送她回宿舍后,这星期的行程也告一段落。好累得一周,好充实。

十时正,梳邦还真是个不夜城,车子来来往往的,好不热闹。又是一个人开车的时候了。刚刚下过一场大雨,夜,犹如冬季般好冰凉。

思维在脑中盘旋,想着想着,竟忘了自己手上还抓着方向盘,不行不行,开车得专心。可是不知不觉,脑筋依然左穿右叉,回到刚才思考的问题。

她,现在应该过得很好吧?应该吧,我心想。朋友说,我重色轻友,爱花钱在女人身上。掌控着一路平坦的车子,我心想,我的确花了好多,甚至多于花在自己身上的。我从不去想换来的是什么,也不要求什么,不花都花了,难道要去讨回吗?就像当天在电脑展急着下订单,谁知后边还有更实惠的价值,难道要退货吗?

我没有很帅,也不会丑爆。算是ok look吧?最近我发现,原来很帅和不帅只有一个分别。就是帅哥会有无数的仰慕者,还是粉丝之类的,不帅哥没有粉丝,不过,都会有女友。这发现好像没什么了不起? 但我发现,男生的体重,绝对是交女友的关键!有人说,瘦的男生应该没什么安全感吧。这可不是哈啦的。

专心开车......

唉,想想,活了二十年,自己到底有了多少值得骄傲的成就,提起拳头,一?一?连一个都没有。林梧桐十九岁已远赴南洋,为开辟梦想而奋斗。我,活了二十年,梦,依旧是梦。不比不比,年代时差,远得很,没得比。还不错,逃避乃是孙子三十六计之一。

凯伟说,“成功的人是想办法;失败的人是找借口”,他小我两岁,这是他说的。

二十年,我最庆幸的,莫不过于拥有一班知己。我自小重情重义,可能香港古惑仔看太多,受影响了。能同生共死的朋友,别人只有一个,我有很多个。而且默契十足,心灵相通。天塌下,大家一起撑;我挨打,朋友为我还手。
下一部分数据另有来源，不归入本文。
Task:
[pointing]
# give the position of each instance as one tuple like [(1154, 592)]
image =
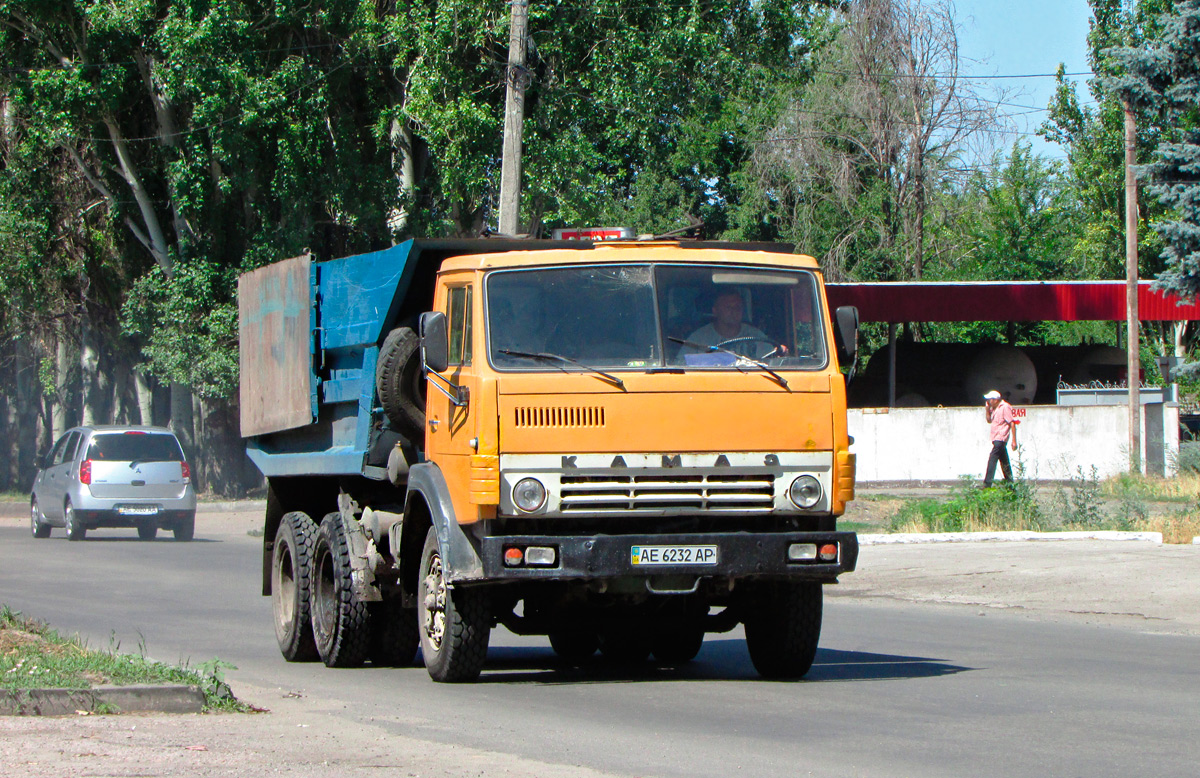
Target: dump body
[(622, 435)]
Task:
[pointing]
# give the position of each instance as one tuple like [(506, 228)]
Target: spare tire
[(400, 382)]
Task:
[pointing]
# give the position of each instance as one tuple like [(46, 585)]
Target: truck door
[(451, 434)]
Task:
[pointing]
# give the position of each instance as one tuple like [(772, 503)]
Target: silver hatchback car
[(114, 477)]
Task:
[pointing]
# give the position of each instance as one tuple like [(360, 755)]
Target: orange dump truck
[(623, 447)]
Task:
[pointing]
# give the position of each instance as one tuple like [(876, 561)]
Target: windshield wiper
[(559, 358), (738, 358)]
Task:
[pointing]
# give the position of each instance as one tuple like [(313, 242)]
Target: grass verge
[(34, 656), (1170, 507)]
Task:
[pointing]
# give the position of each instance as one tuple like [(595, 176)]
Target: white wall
[(942, 444)]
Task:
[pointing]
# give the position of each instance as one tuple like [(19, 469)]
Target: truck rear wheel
[(340, 624), (454, 623), (394, 634), (784, 627), (400, 382), (292, 586)]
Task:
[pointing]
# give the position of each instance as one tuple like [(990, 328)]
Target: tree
[(1165, 78), (857, 156), (1024, 221), (1093, 138)]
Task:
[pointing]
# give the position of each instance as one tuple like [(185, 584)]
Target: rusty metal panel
[(275, 331)]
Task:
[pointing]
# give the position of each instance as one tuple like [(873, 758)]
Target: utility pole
[(1133, 349), (514, 120)]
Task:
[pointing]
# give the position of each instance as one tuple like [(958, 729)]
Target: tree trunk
[(89, 366), (61, 385), (145, 396), (181, 418)]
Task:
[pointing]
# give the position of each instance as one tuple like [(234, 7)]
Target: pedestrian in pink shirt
[(1000, 417)]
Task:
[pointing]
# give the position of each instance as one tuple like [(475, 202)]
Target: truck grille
[(671, 492), (562, 417)]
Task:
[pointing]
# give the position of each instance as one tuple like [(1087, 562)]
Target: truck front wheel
[(454, 622), (784, 627), (292, 586), (340, 624)]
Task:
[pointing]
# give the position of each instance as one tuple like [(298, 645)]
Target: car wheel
[(454, 622), (71, 522), (185, 528), (340, 623), (292, 586), (37, 521)]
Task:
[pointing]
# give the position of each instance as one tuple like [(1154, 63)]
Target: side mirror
[(435, 341), (846, 318)]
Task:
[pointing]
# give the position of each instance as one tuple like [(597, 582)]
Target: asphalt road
[(898, 689)]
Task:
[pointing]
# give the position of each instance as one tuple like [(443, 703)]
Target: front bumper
[(739, 555)]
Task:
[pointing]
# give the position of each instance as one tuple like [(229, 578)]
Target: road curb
[(130, 699), (985, 537)]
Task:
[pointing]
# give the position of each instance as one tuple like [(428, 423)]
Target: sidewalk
[(1132, 584)]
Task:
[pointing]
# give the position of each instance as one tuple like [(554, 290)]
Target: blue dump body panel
[(355, 300)]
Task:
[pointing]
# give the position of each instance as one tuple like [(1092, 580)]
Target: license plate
[(645, 556), (138, 510)]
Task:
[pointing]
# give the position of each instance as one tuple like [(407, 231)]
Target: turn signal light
[(531, 556), (802, 551)]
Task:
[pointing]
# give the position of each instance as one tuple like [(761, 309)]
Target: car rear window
[(126, 447)]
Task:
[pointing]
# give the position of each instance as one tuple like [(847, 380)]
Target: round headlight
[(805, 491), (528, 495)]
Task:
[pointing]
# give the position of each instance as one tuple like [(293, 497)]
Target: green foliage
[(1026, 225), (1187, 461), (1095, 142), (1080, 504), (1007, 506), (189, 327), (217, 136)]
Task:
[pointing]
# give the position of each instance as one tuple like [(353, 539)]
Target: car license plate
[(645, 556), (138, 510)]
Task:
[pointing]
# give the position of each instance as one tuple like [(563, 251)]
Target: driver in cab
[(729, 331)]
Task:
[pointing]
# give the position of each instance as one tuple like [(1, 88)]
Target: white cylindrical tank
[(1005, 369)]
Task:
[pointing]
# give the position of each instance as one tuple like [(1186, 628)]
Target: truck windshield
[(642, 316)]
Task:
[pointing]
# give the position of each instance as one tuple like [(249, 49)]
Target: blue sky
[(1003, 37)]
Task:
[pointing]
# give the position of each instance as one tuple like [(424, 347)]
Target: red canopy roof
[(1006, 301)]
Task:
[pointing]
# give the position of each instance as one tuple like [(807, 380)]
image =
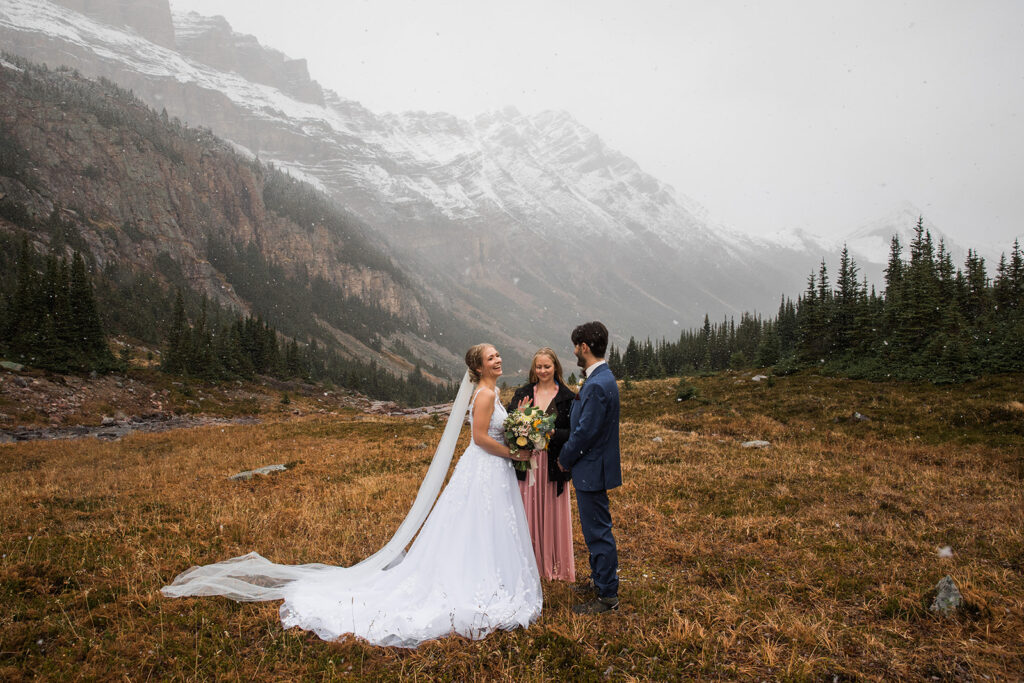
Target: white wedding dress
[(470, 570)]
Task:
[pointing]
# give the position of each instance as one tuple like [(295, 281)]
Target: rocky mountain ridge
[(520, 223), (88, 165)]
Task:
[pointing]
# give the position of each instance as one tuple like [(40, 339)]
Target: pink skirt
[(550, 520)]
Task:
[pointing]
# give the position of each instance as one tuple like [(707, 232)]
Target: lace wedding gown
[(470, 570)]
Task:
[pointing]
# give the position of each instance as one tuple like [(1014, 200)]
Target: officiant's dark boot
[(598, 605)]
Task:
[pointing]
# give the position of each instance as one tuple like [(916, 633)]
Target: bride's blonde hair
[(550, 352), (474, 360)]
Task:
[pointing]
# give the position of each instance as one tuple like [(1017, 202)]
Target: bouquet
[(528, 427)]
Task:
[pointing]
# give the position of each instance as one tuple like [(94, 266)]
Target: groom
[(591, 454)]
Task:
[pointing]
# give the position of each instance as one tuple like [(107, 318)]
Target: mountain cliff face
[(138, 189), (523, 224)]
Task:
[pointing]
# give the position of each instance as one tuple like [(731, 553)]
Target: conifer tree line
[(49, 317), (933, 322)]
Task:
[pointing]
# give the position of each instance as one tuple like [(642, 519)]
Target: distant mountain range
[(520, 225)]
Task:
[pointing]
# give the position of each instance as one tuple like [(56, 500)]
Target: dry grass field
[(811, 559)]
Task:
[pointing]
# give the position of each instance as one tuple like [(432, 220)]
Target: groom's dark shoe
[(597, 606)]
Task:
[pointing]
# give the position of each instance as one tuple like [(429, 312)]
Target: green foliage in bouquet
[(528, 427)]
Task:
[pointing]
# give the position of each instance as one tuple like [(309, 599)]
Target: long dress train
[(470, 570)]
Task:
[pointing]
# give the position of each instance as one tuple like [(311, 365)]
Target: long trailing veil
[(253, 578)]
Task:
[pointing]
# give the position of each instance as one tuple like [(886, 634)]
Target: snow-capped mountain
[(526, 221)]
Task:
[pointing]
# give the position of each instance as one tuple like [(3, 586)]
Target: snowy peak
[(871, 242), (148, 18), (211, 40)]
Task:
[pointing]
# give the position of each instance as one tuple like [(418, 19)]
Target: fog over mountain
[(526, 223)]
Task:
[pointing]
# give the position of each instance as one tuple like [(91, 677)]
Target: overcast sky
[(809, 114)]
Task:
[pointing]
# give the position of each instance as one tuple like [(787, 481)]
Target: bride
[(470, 570)]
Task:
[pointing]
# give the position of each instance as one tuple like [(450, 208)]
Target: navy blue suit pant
[(595, 521)]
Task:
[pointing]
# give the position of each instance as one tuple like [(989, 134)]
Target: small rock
[(249, 474), (947, 598)]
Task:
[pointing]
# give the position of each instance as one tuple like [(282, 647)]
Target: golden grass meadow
[(814, 558)]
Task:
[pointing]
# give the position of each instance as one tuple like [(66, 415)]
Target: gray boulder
[(249, 474), (947, 597)]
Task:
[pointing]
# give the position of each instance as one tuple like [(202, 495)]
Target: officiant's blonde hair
[(550, 352), (474, 359)]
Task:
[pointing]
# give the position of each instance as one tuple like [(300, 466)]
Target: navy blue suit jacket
[(591, 453)]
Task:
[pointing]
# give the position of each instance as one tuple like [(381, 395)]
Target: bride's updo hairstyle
[(474, 360)]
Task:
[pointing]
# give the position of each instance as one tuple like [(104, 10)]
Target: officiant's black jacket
[(562, 404)]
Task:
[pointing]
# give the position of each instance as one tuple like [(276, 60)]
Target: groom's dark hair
[(595, 335)]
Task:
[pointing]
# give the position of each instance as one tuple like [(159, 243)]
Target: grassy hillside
[(810, 559)]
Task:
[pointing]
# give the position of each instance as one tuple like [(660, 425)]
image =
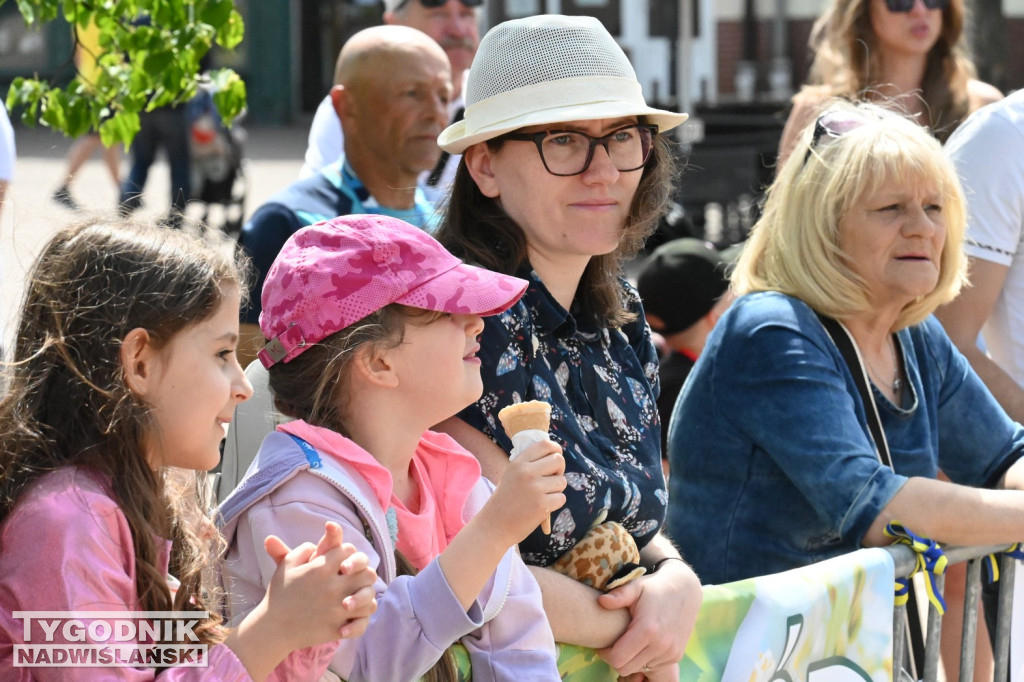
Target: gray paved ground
[(29, 217)]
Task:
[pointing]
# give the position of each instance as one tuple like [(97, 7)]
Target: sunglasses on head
[(430, 4), (907, 5), (833, 125)]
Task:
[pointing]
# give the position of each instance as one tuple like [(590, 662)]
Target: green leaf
[(231, 33), (122, 127), (140, 66), (229, 95)]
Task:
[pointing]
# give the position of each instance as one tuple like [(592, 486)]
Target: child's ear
[(137, 356), (374, 366)]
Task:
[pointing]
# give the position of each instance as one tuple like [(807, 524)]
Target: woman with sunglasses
[(908, 53), (862, 231), (564, 173)]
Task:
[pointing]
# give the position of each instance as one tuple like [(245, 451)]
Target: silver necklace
[(897, 383)]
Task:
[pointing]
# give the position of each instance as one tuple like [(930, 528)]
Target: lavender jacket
[(67, 547), (291, 495)]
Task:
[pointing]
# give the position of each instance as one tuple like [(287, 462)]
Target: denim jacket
[(773, 466)]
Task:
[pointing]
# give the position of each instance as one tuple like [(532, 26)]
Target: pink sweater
[(67, 547)]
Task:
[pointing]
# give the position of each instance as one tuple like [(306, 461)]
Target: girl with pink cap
[(372, 332)]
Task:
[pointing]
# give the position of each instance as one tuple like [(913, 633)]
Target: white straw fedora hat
[(548, 69)]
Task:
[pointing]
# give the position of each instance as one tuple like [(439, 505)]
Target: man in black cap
[(683, 285)]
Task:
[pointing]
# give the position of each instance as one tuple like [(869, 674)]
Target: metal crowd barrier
[(905, 559)]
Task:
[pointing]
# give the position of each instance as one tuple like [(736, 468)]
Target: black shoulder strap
[(841, 337)]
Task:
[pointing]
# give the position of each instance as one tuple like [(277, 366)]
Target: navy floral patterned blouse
[(602, 385)]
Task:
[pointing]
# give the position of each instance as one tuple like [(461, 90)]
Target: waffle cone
[(522, 416)]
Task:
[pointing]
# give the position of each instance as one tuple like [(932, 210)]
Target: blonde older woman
[(777, 467)]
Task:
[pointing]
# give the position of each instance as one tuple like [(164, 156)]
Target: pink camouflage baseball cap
[(336, 272)]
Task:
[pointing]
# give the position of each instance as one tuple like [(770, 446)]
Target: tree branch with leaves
[(150, 52)]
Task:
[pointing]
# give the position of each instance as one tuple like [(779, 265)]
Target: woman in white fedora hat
[(563, 176)]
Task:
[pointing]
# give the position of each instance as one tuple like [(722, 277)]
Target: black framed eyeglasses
[(569, 152), (430, 4), (906, 5), (833, 124)]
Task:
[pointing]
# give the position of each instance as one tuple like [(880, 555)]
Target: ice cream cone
[(532, 416)]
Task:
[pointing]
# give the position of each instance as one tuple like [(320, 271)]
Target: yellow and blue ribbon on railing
[(931, 560), (991, 564)]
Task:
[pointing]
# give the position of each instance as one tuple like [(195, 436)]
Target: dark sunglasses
[(904, 5), (430, 4), (832, 125)]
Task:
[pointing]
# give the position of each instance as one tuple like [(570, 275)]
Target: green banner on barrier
[(830, 622)]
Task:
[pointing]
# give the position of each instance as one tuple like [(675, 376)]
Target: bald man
[(391, 94), (454, 24)]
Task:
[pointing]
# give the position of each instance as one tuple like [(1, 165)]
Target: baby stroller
[(217, 165)]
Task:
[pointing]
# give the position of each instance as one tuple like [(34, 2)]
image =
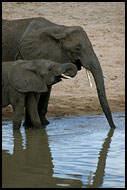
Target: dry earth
[(104, 23)]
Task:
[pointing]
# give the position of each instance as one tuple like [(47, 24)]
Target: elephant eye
[(78, 47), (50, 68)]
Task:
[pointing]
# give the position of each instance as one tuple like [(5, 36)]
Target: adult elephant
[(38, 38)]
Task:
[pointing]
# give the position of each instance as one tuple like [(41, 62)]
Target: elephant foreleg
[(31, 105), (18, 108), (43, 106)]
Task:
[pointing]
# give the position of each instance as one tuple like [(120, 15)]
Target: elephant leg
[(18, 108), (32, 108), (43, 106)]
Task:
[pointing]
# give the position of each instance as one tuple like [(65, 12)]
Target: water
[(72, 152)]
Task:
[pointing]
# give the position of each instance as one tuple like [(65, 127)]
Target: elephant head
[(37, 75), (66, 44)]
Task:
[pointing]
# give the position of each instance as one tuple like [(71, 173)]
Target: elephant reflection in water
[(33, 167)]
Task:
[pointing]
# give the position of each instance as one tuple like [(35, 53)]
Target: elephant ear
[(23, 77), (67, 32)]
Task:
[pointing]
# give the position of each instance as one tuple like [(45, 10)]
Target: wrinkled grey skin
[(37, 38), (24, 80)]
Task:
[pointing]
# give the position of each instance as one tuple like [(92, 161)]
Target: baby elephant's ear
[(23, 77)]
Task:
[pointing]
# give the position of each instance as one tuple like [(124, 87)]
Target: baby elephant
[(24, 80)]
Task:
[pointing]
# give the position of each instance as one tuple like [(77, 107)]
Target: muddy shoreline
[(104, 23)]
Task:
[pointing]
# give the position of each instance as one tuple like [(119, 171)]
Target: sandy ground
[(104, 23)]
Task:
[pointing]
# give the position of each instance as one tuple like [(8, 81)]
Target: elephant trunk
[(99, 81)]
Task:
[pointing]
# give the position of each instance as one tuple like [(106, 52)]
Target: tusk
[(65, 76), (89, 79)]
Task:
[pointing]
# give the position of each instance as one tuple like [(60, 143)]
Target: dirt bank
[(104, 24)]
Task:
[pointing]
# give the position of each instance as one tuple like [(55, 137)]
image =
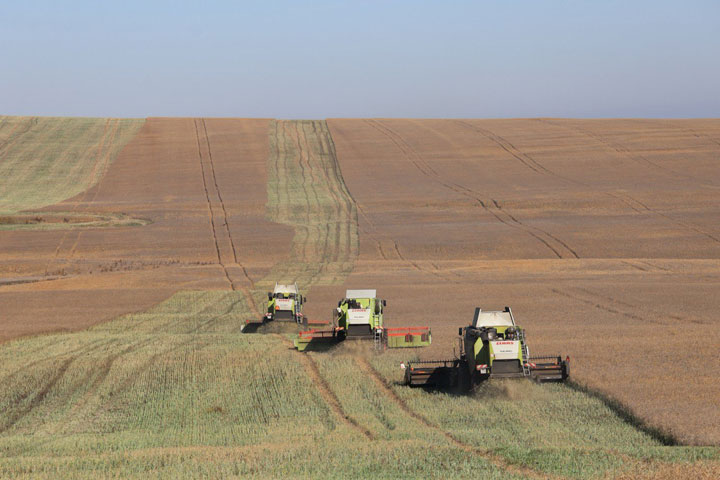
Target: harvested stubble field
[(601, 235)]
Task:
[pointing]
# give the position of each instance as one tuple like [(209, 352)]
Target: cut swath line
[(494, 459), (326, 392)]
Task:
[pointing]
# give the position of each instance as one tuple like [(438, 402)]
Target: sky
[(391, 58)]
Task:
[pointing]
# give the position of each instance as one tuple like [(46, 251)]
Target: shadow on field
[(626, 415)]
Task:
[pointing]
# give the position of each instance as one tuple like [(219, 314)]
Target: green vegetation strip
[(44, 160)]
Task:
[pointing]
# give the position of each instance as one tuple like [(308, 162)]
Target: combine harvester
[(493, 346), (359, 316), (284, 305)]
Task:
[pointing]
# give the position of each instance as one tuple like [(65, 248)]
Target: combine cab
[(285, 304), (359, 316), (493, 346)]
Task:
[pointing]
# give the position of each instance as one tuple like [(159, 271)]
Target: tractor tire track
[(65, 235), (625, 152), (492, 458), (210, 210), (309, 194), (633, 203), (326, 393), (603, 307), (501, 215), (226, 222), (38, 396), (10, 141), (678, 318)]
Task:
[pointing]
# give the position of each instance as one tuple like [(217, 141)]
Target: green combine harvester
[(359, 316), (493, 346), (285, 304)]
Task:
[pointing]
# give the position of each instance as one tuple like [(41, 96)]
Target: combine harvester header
[(493, 346), (360, 316)]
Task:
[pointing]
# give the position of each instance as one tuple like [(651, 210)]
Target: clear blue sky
[(393, 58)]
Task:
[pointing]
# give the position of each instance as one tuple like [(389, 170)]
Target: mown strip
[(44, 160)]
我比较封闭。朋友说,我有好多秘密,从来不和大家分享。有时候,有些事很简单,开口却很困难。我想开心的生活,像不丹王国的民族,笑靥不离脸庞。以前我曾对一个小女孩说,小孩比较自在,没有烦恼,没有压力,她回我,不!他要快高长大,不想当大人的玩偶。我想,她如果记得我说的话,应该,后悔了吧?

快到家了,没有意外,我开很慢啊......

在平均七十公里的时速,我又想起婆婆了。婆婆在我心目中永远是第一名,她最疼我。婆婆不在了,好想她。眼眶泛泪,没关系,我还有妈。如果当年妈把我丢进孤儿院,可能她会过得比较没那么辛苦。我是天杀孤星?我从不羡慕有钱人家,但,我最羡慕别人家吃晚饭时,都围在一起,共伦天乐。这八年来,我都没有这种自家晚饭。都习惯自己独自吃饭了,没什么大不了。

再个弯就到家了......

今晚要上帖吗?用华文吧,最爱用华文了。身为炎黄子孙,本来就该把根扎好。我是华人,我懂华语是天经地义。祖自中国,当然中国文学也该略懂一二。希望ABC会归自己的本,虽然学华文不是一朝一夕的事,但至少也要会写自己的名字。

到家了,上帖吧......

打好了,累啊。不过还想对静雯说生日快乐,对贻銘说一路顺风,对淑缘说加油努力,对仁良说另结新欢,对凯伟说别再想了,对家毅说快点回来,对joey说期待你的欢送会。